The Single Market Act is the EU institutions’ political programme for revamping the European internal market. In the Commission’s own words, the purpose of the Act is to charter a series of concrete proposals to boost the single market at a time when the EU internal market is perceived to be bereft of momentum by all its market participants.

The Single Market Act carries a total of 50 proposals, some of which are of clear importance to business, while a large cohort of other proposals would indirectly help business to thrive through the resolution of consumer and citizens’ concerns about the single market.

Maltese business welcomes the broad scope of the Single Market Act and its overall objective of revamping the European Single Market. Nonetheless, the key stress of this new package of initiatives should be on the implementation and enforcement of existing single market legislation. This is nowhere more evident than in the case of the single market for services. While the single market for goods has been attained with relatively little difficulties, the cross-border facilitation of business services remains inadequately developed, despite the slow but steady implementation of the Services Directive.

The creation of a European single market in the field of business services is an initiative that should confer considerable potential for growth for Maltese operators in this field. Equally important is the Commission’s pledge to take action for improving market surveillance within the European Single Market. EU guidelines will be developed in the area of product safety in 2011, while the proposed revision of the General Product Safety Directive should enhance the level of consumer goods safety.

Maltese business expects that the Single Market Act will help improve the general deficiencies undermining the proper execution of market surveillance due to the relative weakness of inter-departmental coordination with regard to the enforcement of VAT, eco-tax and food safety legislation at the point of entry for goods shipped from Sicily. This creates unfair competition within the internal market to the detriment of local business operators.

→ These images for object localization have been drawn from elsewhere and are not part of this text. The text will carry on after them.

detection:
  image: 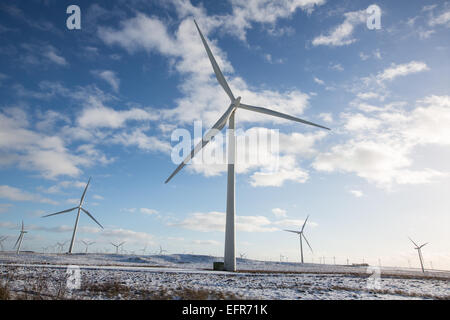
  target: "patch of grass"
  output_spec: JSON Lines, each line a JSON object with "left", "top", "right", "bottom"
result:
{"left": 329, "top": 285, "right": 450, "bottom": 300}
{"left": 82, "top": 280, "right": 131, "bottom": 299}
{"left": 0, "top": 284, "right": 11, "bottom": 300}
{"left": 82, "top": 280, "right": 242, "bottom": 300}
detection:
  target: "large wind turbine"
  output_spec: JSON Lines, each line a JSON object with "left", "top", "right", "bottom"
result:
{"left": 409, "top": 237, "right": 428, "bottom": 273}
{"left": 164, "top": 20, "right": 330, "bottom": 272}
{"left": 14, "top": 221, "right": 27, "bottom": 254}
{"left": 42, "top": 177, "right": 103, "bottom": 254}
{"left": 284, "top": 215, "right": 313, "bottom": 264}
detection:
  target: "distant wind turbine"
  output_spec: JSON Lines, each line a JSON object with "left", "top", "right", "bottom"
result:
{"left": 14, "top": 221, "right": 27, "bottom": 254}
{"left": 284, "top": 215, "right": 313, "bottom": 264}
{"left": 0, "top": 236, "right": 7, "bottom": 251}
{"left": 81, "top": 240, "right": 95, "bottom": 253}
{"left": 409, "top": 237, "right": 428, "bottom": 273}
{"left": 158, "top": 245, "right": 167, "bottom": 255}
{"left": 110, "top": 241, "right": 125, "bottom": 254}
{"left": 56, "top": 241, "right": 68, "bottom": 253}
{"left": 164, "top": 20, "right": 330, "bottom": 272}
{"left": 42, "top": 177, "right": 104, "bottom": 254}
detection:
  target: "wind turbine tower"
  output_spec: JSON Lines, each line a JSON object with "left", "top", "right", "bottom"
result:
{"left": 284, "top": 215, "right": 314, "bottom": 264}
{"left": 14, "top": 221, "right": 27, "bottom": 254}
{"left": 42, "top": 178, "right": 104, "bottom": 254}
{"left": 409, "top": 237, "right": 428, "bottom": 273}
{"left": 0, "top": 236, "right": 7, "bottom": 251}
{"left": 164, "top": 21, "right": 329, "bottom": 272}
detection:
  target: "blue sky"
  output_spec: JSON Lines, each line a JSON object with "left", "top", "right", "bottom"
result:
{"left": 0, "top": 0, "right": 449, "bottom": 268}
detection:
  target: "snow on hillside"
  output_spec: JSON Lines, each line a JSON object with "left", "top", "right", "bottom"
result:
{"left": 0, "top": 252, "right": 449, "bottom": 300}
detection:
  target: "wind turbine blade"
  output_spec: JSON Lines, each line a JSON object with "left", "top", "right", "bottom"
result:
{"left": 165, "top": 104, "right": 235, "bottom": 183}
{"left": 80, "top": 177, "right": 91, "bottom": 205}
{"left": 194, "top": 20, "right": 235, "bottom": 102}
{"left": 239, "top": 103, "right": 330, "bottom": 130}
{"left": 120, "top": 242, "right": 125, "bottom": 246}
{"left": 42, "top": 207, "right": 78, "bottom": 218}
{"left": 419, "top": 243, "right": 428, "bottom": 249}
{"left": 284, "top": 229, "right": 301, "bottom": 234}
{"left": 408, "top": 237, "right": 419, "bottom": 248}
{"left": 301, "top": 215, "right": 309, "bottom": 232}
{"left": 80, "top": 207, "right": 104, "bottom": 229}
{"left": 302, "top": 234, "right": 313, "bottom": 253}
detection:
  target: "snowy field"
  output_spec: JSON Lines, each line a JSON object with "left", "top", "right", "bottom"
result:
{"left": 0, "top": 252, "right": 449, "bottom": 300}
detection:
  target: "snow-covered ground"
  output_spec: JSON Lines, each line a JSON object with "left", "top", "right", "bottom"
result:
{"left": 0, "top": 252, "right": 449, "bottom": 300}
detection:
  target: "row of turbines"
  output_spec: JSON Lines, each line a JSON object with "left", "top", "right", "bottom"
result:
{"left": 282, "top": 214, "right": 432, "bottom": 273}
{"left": 0, "top": 214, "right": 432, "bottom": 273}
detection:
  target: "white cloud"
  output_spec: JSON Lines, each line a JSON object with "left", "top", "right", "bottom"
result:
{"left": 359, "top": 52, "right": 370, "bottom": 61}
{"left": 0, "top": 185, "right": 56, "bottom": 204}
{"left": 99, "top": 13, "right": 313, "bottom": 128}
{"left": 93, "top": 194, "right": 104, "bottom": 200}
{"left": 313, "top": 77, "right": 325, "bottom": 85}
{"left": 318, "top": 112, "right": 333, "bottom": 123}
{"left": 110, "top": 128, "right": 171, "bottom": 153}
{"left": 66, "top": 198, "right": 79, "bottom": 204}
{"left": 185, "top": 127, "right": 325, "bottom": 187}
{"left": 312, "top": 10, "right": 367, "bottom": 46}
{"left": 191, "top": 239, "right": 220, "bottom": 246}
{"left": 77, "top": 104, "right": 158, "bottom": 129}
{"left": 92, "top": 70, "right": 120, "bottom": 92}
{"left": 169, "top": 211, "right": 278, "bottom": 232}
{"left": 357, "top": 92, "right": 382, "bottom": 100}
{"left": 349, "top": 190, "right": 363, "bottom": 197}
{"left": 272, "top": 208, "right": 287, "bottom": 217}
{"left": 428, "top": 9, "right": 450, "bottom": 27}
{"left": 377, "top": 61, "right": 429, "bottom": 82}
{"left": 313, "top": 95, "right": 450, "bottom": 188}
{"left": 140, "top": 208, "right": 158, "bottom": 215}
{"left": 330, "top": 63, "right": 344, "bottom": 71}
{"left": 0, "top": 107, "right": 111, "bottom": 179}
{"left": 43, "top": 46, "right": 68, "bottom": 66}
{"left": 273, "top": 218, "right": 318, "bottom": 228}
{"left": 221, "top": 0, "right": 326, "bottom": 40}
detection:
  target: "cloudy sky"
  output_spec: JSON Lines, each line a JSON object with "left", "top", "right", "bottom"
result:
{"left": 0, "top": 0, "right": 449, "bottom": 268}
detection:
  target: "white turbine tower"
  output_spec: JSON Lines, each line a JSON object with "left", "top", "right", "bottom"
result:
{"left": 111, "top": 241, "right": 125, "bottom": 254}
{"left": 42, "top": 177, "right": 104, "bottom": 254}
{"left": 0, "top": 236, "right": 7, "bottom": 251}
{"left": 14, "top": 221, "right": 27, "bottom": 254}
{"left": 284, "top": 215, "right": 313, "bottom": 264}
{"left": 409, "top": 237, "right": 428, "bottom": 273}
{"left": 164, "top": 20, "right": 330, "bottom": 272}
{"left": 81, "top": 240, "right": 95, "bottom": 254}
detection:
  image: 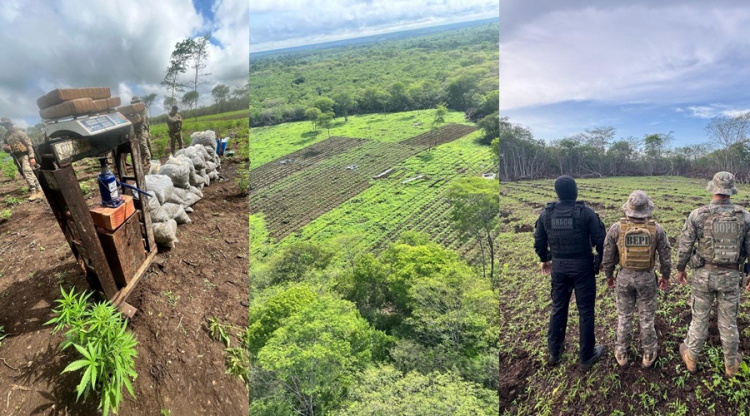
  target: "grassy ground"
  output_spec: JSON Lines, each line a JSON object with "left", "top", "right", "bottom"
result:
{"left": 500, "top": 176, "right": 750, "bottom": 415}
{"left": 249, "top": 109, "right": 470, "bottom": 168}
{"left": 148, "top": 111, "right": 249, "bottom": 160}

EU taxation of the financial sector

In the run-up to the Seoul G-20 meeting, the European Commission published a communication outlying the policy options regarding the possible introduction of an EU-wide “financial activities tax”. On the EU-level, the Commission is supporting the introduction of a Financial Activities Tax (FAT) which is conceived as a tax on profit and remuneration applicable to all activities of a financial sector company.

The FAT would be a discriminatory fiscal measure in the sense that it wouldn’t be applicable to all operators on the financial markets but it would target financial corporations. According to the Commission paper, a financial activities tax would target the profits and remunerations of financial sector companies, therefore taxing corporations (such as banks and corporate insurance companies) instead of each and every economic operator involved in a financial transaction.

With this approach, the Commission believes that the risks are considerably lower than with a blanket financial transactions tax, because profits and wages (office infrastructure and labour) are less mobile than trading.

It is important to note that the Communication does not constitute an official proposal. It remains for now, a non-binding policy document that informed and guided the discussions of the Ecofin Ministers as well as the EU Heads of State and Government when they convened at the last European Council meeting, when an EU common position was ironed out in view of the G-20 discussions on how to restructure the IMF and the World Bank.

The discussions on a financial activities tax will, however, be taken forward at an EU-level. Clearly, the development of a pan-European tax regime on the financial services industry does not coincide with Malta’s development strategy for the sector. As a growing financial services centre, the adoption of a ‘FAT’ tax would be detrimental to Malta’s economic competitiveness vis-a-vis other financial jurisdictions both within and outside the EU internal market.

The success of the financial services in Malta is attributable to a significant extent on the country’s competitive tax regime and the extensive network of double-taxation agreements that Malta has negotiated and activated with several other states.